Dendrogram showing the hierarchical cluster analysis using the ward method of sampling sites

Fig. 3
figure 3

Dendrogram showing the hierarchical cluster analysis using the ward method of analysed parameters

Conclusion

Present study reveals the current state of water quality of Beri block and its nearby villages which is definitely not good. Leaching and capillary action of water may be the contributing factors. Few parameters, viz. hardness, alkalinity, chlorides, sodium and TDS, were higher than the prescribed limits suggested by BIS. Total hardness shows positive significant correlation with Ca, Mg, Cl, SO42−, Na, K, Fe, Cr and Zn. TDS shows positive significant correlation with EC, TH, Ca, Mg, SO42− and Cl. EC shows positive significant correlation with Ca, Mg, SO42− and Cl. WQI shows that all the water samples are of poor, very poor and unsuitable quality. One sample was found to be of poor quality, eight samples were of very poor quality, and rest fifteen samples were of unsuitable water quality.

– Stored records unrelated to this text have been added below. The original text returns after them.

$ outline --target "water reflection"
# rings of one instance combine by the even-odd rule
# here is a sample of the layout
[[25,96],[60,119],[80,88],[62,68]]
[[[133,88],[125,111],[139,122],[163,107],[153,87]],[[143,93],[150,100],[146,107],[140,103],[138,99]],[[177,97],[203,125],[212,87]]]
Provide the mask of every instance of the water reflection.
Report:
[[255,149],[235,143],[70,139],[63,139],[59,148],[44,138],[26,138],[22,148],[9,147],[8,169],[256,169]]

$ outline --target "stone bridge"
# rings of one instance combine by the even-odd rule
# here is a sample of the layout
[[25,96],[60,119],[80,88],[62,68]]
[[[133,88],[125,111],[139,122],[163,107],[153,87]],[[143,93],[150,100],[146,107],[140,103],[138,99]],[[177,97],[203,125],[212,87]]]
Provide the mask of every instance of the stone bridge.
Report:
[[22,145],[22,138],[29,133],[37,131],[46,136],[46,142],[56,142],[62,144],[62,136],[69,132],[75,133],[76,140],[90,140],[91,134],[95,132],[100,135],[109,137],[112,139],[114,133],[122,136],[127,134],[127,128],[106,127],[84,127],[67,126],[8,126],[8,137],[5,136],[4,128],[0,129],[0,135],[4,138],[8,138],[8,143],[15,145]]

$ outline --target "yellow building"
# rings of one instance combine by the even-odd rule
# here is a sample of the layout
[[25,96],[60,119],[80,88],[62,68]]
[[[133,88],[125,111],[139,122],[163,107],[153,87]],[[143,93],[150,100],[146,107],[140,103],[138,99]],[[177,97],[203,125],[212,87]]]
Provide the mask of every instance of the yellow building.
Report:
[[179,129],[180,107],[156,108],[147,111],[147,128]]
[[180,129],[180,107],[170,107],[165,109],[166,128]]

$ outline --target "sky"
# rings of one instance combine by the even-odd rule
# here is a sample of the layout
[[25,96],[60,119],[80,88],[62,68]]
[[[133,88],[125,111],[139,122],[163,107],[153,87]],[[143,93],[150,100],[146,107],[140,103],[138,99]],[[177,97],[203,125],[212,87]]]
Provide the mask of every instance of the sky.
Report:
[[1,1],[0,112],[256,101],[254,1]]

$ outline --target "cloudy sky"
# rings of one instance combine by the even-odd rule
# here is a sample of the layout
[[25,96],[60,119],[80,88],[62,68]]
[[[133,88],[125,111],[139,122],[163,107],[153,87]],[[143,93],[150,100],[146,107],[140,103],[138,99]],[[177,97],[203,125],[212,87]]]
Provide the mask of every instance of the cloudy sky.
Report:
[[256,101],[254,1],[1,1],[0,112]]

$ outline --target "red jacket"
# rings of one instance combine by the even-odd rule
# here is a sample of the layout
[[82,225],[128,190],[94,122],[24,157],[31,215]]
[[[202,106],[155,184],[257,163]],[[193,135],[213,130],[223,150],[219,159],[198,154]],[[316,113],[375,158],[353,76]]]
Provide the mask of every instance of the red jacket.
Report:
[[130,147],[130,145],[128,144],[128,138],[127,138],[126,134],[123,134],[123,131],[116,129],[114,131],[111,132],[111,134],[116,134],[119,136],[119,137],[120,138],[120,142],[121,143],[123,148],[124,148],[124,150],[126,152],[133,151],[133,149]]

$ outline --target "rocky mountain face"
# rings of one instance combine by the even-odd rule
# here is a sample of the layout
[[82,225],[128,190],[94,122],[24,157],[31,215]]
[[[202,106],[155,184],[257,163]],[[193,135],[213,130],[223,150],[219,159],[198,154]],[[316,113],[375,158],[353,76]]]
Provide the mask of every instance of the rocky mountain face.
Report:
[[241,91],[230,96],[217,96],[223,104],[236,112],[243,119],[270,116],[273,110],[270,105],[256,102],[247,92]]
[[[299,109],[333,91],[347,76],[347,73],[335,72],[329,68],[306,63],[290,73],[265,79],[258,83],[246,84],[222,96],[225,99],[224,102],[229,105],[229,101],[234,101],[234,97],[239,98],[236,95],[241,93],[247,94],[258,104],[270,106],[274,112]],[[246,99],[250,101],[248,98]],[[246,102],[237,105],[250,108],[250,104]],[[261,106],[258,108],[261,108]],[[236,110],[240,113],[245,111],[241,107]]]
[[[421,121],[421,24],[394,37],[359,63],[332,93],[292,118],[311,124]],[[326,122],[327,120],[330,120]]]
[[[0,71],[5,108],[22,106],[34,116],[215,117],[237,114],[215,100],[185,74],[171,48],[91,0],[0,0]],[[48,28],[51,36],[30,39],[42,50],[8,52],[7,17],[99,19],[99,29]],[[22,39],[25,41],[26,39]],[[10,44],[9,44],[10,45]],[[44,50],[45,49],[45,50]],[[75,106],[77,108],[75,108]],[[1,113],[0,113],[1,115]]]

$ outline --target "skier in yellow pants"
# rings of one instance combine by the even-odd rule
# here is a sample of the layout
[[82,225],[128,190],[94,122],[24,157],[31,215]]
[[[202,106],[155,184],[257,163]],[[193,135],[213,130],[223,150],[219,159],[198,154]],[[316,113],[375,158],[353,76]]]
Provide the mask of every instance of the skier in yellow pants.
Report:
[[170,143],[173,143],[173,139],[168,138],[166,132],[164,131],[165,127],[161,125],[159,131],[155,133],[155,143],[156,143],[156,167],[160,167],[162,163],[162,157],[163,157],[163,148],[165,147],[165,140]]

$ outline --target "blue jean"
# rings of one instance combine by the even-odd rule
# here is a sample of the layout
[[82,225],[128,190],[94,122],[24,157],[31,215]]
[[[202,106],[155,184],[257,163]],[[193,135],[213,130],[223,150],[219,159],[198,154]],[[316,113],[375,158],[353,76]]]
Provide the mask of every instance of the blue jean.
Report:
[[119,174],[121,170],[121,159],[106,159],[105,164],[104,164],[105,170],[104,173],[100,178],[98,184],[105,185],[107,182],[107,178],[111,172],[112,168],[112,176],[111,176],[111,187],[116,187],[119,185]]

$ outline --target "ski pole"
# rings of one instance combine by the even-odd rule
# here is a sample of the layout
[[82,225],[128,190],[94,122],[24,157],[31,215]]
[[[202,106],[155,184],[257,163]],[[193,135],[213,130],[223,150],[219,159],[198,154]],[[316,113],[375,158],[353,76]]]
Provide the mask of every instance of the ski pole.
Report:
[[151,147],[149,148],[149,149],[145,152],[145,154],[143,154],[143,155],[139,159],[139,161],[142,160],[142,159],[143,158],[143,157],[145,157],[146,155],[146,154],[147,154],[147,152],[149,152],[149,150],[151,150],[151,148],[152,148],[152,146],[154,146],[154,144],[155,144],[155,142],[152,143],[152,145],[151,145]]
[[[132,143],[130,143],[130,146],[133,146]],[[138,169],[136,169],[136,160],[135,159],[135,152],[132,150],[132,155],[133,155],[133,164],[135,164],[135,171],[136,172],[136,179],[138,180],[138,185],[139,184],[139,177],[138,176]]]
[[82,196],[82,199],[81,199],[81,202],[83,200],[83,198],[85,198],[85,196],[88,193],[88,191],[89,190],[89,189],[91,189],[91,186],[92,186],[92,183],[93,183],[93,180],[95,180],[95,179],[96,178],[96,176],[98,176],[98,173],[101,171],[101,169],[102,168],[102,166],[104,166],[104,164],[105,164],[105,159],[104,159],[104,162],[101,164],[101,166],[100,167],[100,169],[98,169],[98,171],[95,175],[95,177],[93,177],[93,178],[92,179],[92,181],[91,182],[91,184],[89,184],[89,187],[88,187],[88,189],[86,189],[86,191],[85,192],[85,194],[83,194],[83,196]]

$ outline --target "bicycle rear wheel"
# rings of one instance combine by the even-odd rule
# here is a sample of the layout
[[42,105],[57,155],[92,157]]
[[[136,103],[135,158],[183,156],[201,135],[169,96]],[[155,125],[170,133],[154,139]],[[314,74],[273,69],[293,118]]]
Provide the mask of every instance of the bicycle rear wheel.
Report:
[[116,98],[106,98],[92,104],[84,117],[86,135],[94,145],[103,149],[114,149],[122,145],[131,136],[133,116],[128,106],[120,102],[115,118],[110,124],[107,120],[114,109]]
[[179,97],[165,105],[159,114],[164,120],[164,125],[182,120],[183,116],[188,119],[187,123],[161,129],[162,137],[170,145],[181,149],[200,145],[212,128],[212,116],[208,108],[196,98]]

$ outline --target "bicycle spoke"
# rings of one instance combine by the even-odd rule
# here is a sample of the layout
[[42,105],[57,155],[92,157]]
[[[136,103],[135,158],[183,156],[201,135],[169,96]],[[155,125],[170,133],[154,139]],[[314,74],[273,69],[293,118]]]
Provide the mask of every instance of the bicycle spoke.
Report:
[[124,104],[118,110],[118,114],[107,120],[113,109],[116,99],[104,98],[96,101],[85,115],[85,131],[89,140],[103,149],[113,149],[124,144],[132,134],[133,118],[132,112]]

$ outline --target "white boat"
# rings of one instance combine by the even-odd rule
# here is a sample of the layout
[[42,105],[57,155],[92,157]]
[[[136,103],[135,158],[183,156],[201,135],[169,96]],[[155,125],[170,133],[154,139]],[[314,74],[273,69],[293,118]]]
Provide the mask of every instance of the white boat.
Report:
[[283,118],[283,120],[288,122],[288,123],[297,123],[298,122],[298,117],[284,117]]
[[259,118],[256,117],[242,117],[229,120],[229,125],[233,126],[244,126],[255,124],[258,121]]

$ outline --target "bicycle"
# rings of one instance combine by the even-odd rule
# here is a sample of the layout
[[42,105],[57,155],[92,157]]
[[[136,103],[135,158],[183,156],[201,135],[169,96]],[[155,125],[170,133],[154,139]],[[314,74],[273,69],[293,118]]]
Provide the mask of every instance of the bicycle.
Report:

PCA allowed the reduction of 16 variables into 5 significant PCs that explains 80% information of the data set. PC1 shows high positive values for TDS, EC, TH, Ca2+, Mg2+, Cl and SO42− accounting for 41.5%. Total five varimax factors account for 65 percent of the total variance. Reason of high concentration of parameters may be minerals which changes under redox environment, anthropogenic causes as well as natural effect of percolation or infiltration in monsoon season. Results obtained from cluster analysis are in agreement with the PCA outcome. This study provides information about the quality of drinking water in the studied area which will help in improvement of public health. Thus, this study illustrated the usefulness of multivariate statistical techniques for the analysis and interpretation of complex data set, water quality assessment and complex interactions among variables.